# [SOLVED] PS3 not showing 1080p



## Scuz (Aug 1, 2008)

Ok basically Im a PC technician and need help with me TV and PS3 set up. I have plugged the Playstation 3 into my LG scarlet 42' Full hd tv.I'm using a top of the range HDMI cable... When I load it up, its fine and I go to Display settings, HDmi go to next do automatic, get invalid format ??? go to custom turn on 1080p invaild format???? wont display my screen at 1080p but will at 1080i and 720p..... any ideas why this is??? 

Tried a Blu ray movie and didn't no whether it was 720p or 1080p is there a way to find out which one its displaying at??


----------



## yustr (Sep 27, 2004)

*Re: PS3 not showing 1080p*

You have to go into the PS3 menu and set it to output 1080p.

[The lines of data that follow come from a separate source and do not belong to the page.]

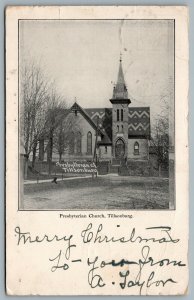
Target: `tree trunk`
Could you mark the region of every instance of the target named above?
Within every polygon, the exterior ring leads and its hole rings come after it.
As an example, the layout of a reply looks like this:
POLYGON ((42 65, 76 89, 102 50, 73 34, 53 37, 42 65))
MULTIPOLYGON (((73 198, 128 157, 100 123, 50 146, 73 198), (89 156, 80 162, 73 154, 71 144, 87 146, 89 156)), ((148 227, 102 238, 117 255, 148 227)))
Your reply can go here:
POLYGON ((62 159, 62 152, 59 152, 59 162, 61 163, 61 159, 62 159))
POLYGON ((36 148, 37 148, 37 142, 34 143, 33 149, 32 149, 32 168, 35 167, 35 161, 36 161, 36 148))
POLYGON ((53 154, 53 134, 50 133, 49 143, 48 143, 48 155, 47 155, 47 162, 48 162, 48 174, 51 174, 52 169, 52 154, 53 154))
POLYGON ((39 160, 44 161, 44 139, 39 140, 39 160))
POLYGON ((23 154, 20 154, 20 188, 19 188, 19 209, 24 209, 24 164, 25 158, 23 154))
POLYGON ((28 155, 24 156, 24 179, 28 179, 28 155))
POLYGON ((161 176, 161 164, 159 164, 159 166, 158 166, 158 176, 159 177, 161 176))

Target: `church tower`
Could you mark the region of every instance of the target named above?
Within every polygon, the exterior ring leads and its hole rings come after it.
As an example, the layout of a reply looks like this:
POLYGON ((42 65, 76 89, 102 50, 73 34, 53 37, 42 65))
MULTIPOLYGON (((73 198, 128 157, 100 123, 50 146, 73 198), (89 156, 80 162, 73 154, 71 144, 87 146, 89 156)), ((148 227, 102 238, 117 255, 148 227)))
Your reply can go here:
POLYGON ((124 159, 128 155, 128 91, 120 58, 117 83, 113 88, 112 103, 112 151, 113 158, 124 159))

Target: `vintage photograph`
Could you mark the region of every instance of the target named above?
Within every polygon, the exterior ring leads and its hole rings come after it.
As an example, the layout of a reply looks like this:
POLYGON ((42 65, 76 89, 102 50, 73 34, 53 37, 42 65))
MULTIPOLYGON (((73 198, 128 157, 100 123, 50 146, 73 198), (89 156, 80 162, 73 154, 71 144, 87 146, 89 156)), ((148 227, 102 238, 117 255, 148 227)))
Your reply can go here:
POLYGON ((186 295, 188 8, 5 16, 7 294, 186 295))
POLYGON ((18 31, 18 209, 175 209, 175 21, 18 31))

If you get stuck somewhere with no picture, you can try holding the PS3 power button for 5 seconds and that will reset the output to default. Then you can start over. (Lesson learned the hard way.)


----------



## Scuz (Aug 1, 2008)

*Re: PS3 not showing 1080p*

lol... I already said i did that and thats way im asking you lol but I figured it out hdmi cable didnt support 1080p


----------



## yustr (Sep 27, 2004)

*Re: PS3 not showing 1080p*

Sorry I missed that in your post. I was thinking you were referring to the TV settings. Glad you got it figured out.

We'll mark this one solved.


----------